I have moved to my home country; Japan.
(and Prominy has moved to Japan.)

As I had a jet lag for a week, my brain didn't work at all, but finally it's gone.
Different from California, it's still cold and snowy here but I enjoy 'TRUE' Japanese foods everyday. I miss California, though.

My two years in the US was the most exciting time in my life. 
I met many great persons when I lived in the US. Many of them are the members of VI control. 

I just wanted say hello, and thank you for everything.

Akihito from Sappro, JAPAN.


----------



## Frederick Russ (Apr 13, 2006)

What part of Japan Akihito? My mother is planning a visit to Yokohama in a couple of weeks. She told me she will miss the apple blossom season though.


----------



## Hans Adamson (Apr 13, 2006)

Hey Akihito,

It was nice meeting you at NAMM and LANS. Maybe we will see you back next year?

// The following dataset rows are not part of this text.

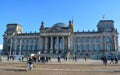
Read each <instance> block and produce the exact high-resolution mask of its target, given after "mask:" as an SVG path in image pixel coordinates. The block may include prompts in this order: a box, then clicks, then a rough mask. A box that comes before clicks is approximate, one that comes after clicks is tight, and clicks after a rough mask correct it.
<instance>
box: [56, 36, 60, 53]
mask: <svg viewBox="0 0 120 75" xmlns="http://www.w3.org/2000/svg"><path fill="white" fill-rule="evenodd" d="M58 49H59V37H58V36H57V50H56V53H58Z"/></svg>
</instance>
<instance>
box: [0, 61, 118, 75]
mask: <svg viewBox="0 0 120 75" xmlns="http://www.w3.org/2000/svg"><path fill="white" fill-rule="evenodd" d="M109 62H110V61H108V63H109ZM26 67H27V64H26V62H19V61H17V60H15V61H9V62H8V61H5V60H3V61H2V62H0V75H120V64H108V65H107V66H105V65H103V63H102V61H101V60H90V59H88V60H87V61H85V60H84V59H80V60H78V61H77V62H75V61H73V60H68V61H64V60H62V61H61V62H60V63H58V62H57V59H52V60H51V61H50V62H48V63H46V64H43V63H36V66H35V67H34V68H33V69H32V71H29V70H27V69H26Z"/></svg>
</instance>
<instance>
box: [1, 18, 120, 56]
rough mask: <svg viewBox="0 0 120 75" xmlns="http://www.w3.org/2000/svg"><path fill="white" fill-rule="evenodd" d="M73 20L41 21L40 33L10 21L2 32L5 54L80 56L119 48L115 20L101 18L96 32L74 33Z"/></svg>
mask: <svg viewBox="0 0 120 75" xmlns="http://www.w3.org/2000/svg"><path fill="white" fill-rule="evenodd" d="M74 26H75V25H74V23H73V21H72V20H70V21H69V22H68V24H66V23H62V22H59V23H56V24H54V25H53V26H52V27H45V25H44V22H43V21H42V22H41V26H40V28H39V32H34V33H23V32H22V31H23V28H22V26H21V25H19V24H16V23H15V24H7V25H6V30H5V32H4V35H3V51H4V53H5V54H8V55H9V54H10V55H13V54H16V55H18V54H30V53H38V52H40V53H41V54H51V55H55V54H56V55H58V54H60V55H62V54H66V53H70V54H76V55H79V56H84V55H86V56H90V55H92V54H101V53H114V52H116V51H117V50H118V32H117V29H116V28H115V27H114V21H113V20H100V21H99V22H98V24H97V31H81V32H80V31H77V32H74Z"/></svg>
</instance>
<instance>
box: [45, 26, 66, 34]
mask: <svg viewBox="0 0 120 75" xmlns="http://www.w3.org/2000/svg"><path fill="white" fill-rule="evenodd" d="M58 32H68V29H64V28H62V27H51V28H49V29H47V30H46V33H58Z"/></svg>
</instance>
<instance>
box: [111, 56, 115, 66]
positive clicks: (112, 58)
mask: <svg viewBox="0 0 120 75" xmlns="http://www.w3.org/2000/svg"><path fill="white" fill-rule="evenodd" d="M110 64H114V62H113V57H112V56H111V58H110Z"/></svg>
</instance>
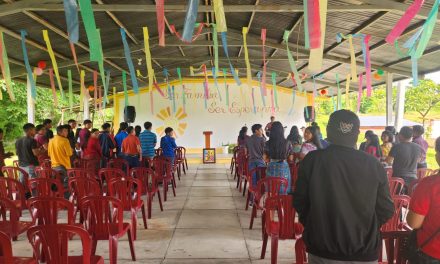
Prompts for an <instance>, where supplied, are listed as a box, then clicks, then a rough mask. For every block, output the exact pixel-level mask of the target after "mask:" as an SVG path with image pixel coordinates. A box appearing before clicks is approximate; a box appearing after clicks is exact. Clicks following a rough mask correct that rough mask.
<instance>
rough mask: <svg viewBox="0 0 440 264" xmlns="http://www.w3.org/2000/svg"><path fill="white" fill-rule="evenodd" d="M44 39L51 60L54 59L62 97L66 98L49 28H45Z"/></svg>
mask: <svg viewBox="0 0 440 264" xmlns="http://www.w3.org/2000/svg"><path fill="white" fill-rule="evenodd" d="M43 39H44V41H45V42H46V47H47V52H49V56H50V60H51V61H52V67H53V71H54V72H55V76H56V77H57V83H58V88H59V89H60V93H61V97H63V98H64V92H63V86H62V84H61V78H60V72H59V71H58V64H57V60H56V59H55V54H54V53H53V49H52V45H51V44H50V39H49V34H48V33H47V30H43Z"/></svg>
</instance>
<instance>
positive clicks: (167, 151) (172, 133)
mask: <svg viewBox="0 0 440 264" xmlns="http://www.w3.org/2000/svg"><path fill="white" fill-rule="evenodd" d="M160 147H161V148H162V153H163V156H164V157H165V158H167V159H168V160H170V161H171V164H174V157H175V153H174V150H175V149H176V148H177V145H176V140H175V139H174V130H173V129H172V128H171V127H167V128H165V136H163V137H162V138H161V139H160Z"/></svg>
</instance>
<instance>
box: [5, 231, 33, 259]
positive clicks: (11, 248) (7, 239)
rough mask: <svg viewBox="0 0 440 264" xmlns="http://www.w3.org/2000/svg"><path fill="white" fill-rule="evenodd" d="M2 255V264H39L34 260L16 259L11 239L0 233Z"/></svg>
mask: <svg viewBox="0 0 440 264" xmlns="http://www.w3.org/2000/svg"><path fill="white" fill-rule="evenodd" d="M0 253H1V254H0V263H14V264H37V261H36V260H35V259H33V258H23V257H14V256H13V255H12V245H11V238H10V237H9V236H8V235H7V234H5V233H3V232H0Z"/></svg>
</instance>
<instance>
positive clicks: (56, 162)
mask: <svg viewBox="0 0 440 264" xmlns="http://www.w3.org/2000/svg"><path fill="white" fill-rule="evenodd" d="M69 129H70V126H69V125H60V126H58V127H57V135H56V136H55V137H54V138H53V139H51V140H50V141H49V147H48V153H49V157H50V160H51V162H52V169H54V170H56V171H58V172H60V173H61V181H62V184H63V185H64V189H65V190H67V188H68V177H67V170H68V169H71V168H72V166H71V163H70V157H71V156H72V155H73V150H72V148H71V147H70V142H69V139H67V136H68V135H69ZM64 197H65V198H66V199H68V198H69V194H68V193H67V192H66V193H64Z"/></svg>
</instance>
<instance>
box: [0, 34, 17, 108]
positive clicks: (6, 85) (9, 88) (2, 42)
mask: <svg viewBox="0 0 440 264" xmlns="http://www.w3.org/2000/svg"><path fill="white" fill-rule="evenodd" d="M0 54H1V56H2V57H1V59H0V68H1V70H2V76H3V79H4V80H5V84H6V90H7V91H8V94H9V99H11V101H12V102H15V96H14V92H13V90H12V81H11V70H10V69H9V60H8V52H7V51H6V46H5V42H4V40H3V31H0ZM0 93H1V92H0ZM2 97H3V95H2Z"/></svg>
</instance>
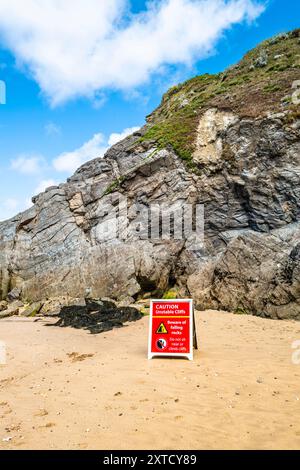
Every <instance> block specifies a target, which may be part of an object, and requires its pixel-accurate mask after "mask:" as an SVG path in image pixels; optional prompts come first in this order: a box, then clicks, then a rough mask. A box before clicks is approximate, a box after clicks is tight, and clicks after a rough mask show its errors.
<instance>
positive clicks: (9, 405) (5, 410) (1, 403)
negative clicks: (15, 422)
mask: <svg viewBox="0 0 300 470" xmlns="http://www.w3.org/2000/svg"><path fill="white" fill-rule="evenodd" d="M0 413H3V414H2V416H1V417H4V415H8V414H10V413H12V409H11V407H10V405H9V403H8V402H7V401H2V402H0Z"/></svg>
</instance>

Anyway, enjoy your home country, seasons, etc. and Good luck over there.


----------



## AkihitoOkawa (Apr 13, 2006)

Hi Frederick,

The city Sappro is located in the northern part of Japan.
(State / Province: HOKKAIDO)

As you wrote, unfortunately it's not a apple blossom season now.
But she'll enjoy TAKENOKO. :razz: (How shall I say it in English... bamboo shoot?)


----------



## AkihitoOkawa (Apr 13, 2006)

Hans Adamson @ Fri Apr 14 said:


> Hey Akihito,
> 
> It was nice meeting you at NAMM and LANS. Maybe we will see you back next year?
> 
> Anyway, enjoy your home country, seasons, etc. and Good luck over there.




Hi Hans,

Yeah, it was great to meet you at NAMM and LANS. I'd love to visit NAMM and see you again! I'm looking forward to winter...


----------



## Frederick Russ (Apr 13, 2006)

Cool - Sapporo is near mountains very similar to Colorado (where I currently reside.) Looking forward to seeing Prominy updates!


----------



## Thonex (Apr 13, 2006)

Welcome to our humble home.

Cheers,

T


----------



## synergy543 (Apr 13, 2006)

Okawa-san,

Hisashiburi no Nihon.

I lived in Japan for 16 years and experienced quite a cultural shift moving back to the U.S. Sapporo must be very beautiful now. The great thing about moving today is the Internet allows you to stay connected with everyone around the world. I hope you can help to bridge more people from Japan with the rest of the world with your bi-lingual skills as I know there are many who don't feel confident to communicate outside of Japan. I'm so glad you do.

Cheers,

Greg


----------



## Sid_Barnhoorn (Apr 13, 2006)

Konnichiwa Akihito-san,

Ogenki desu ka? Good call, I really need to go to Japan someday on a holiday or something. 

Cheers,


----------



## Chrislight (Apr 13, 2006)

Hi Aki! 

So you'ved moved back to Japan. Hope everything is going great there for you! I really enjoyed sitting across from you and talking to you at the LANS dinner.  

Keep in touch here. Maybe we'll see you again at the winter NAMM/LANS.


----------



## AkihitoOkawa (Apr 17, 2006)

Thonex,
Is it warm in LA isn't it? It's still cold here. I can't believe I lived in California just 3 weeks ago.

Greg,
Ah, that's why you write (and I guess you speak) Japanese very well.
Yes, as you wrote, many of Japanese people (including me) are too shy to communicate outside of Japan.
I hope more Japanese join VI control!

Sid,
Your Japanese is very good, too. Keep going!

Chrislight,
It was great to see you at the LANS. See you again in winter!

Once again, thank you all for your warm words!


----------



## TheoKrueger (Apr 17, 2006)

Hey Akihito! Welcome aboard


----------



## AkihitoOkawa (Apr 17, 2006)

Hi Theodor,

Have you moved to Disneyland? :mrgreen: 
California, or Florida? or Tokyo?


----------



## TheoKrueger (Apr 17, 2006)

Haha, the Paris one actually, i went some years ago and it was amazing :razz: :mrgreen:


----------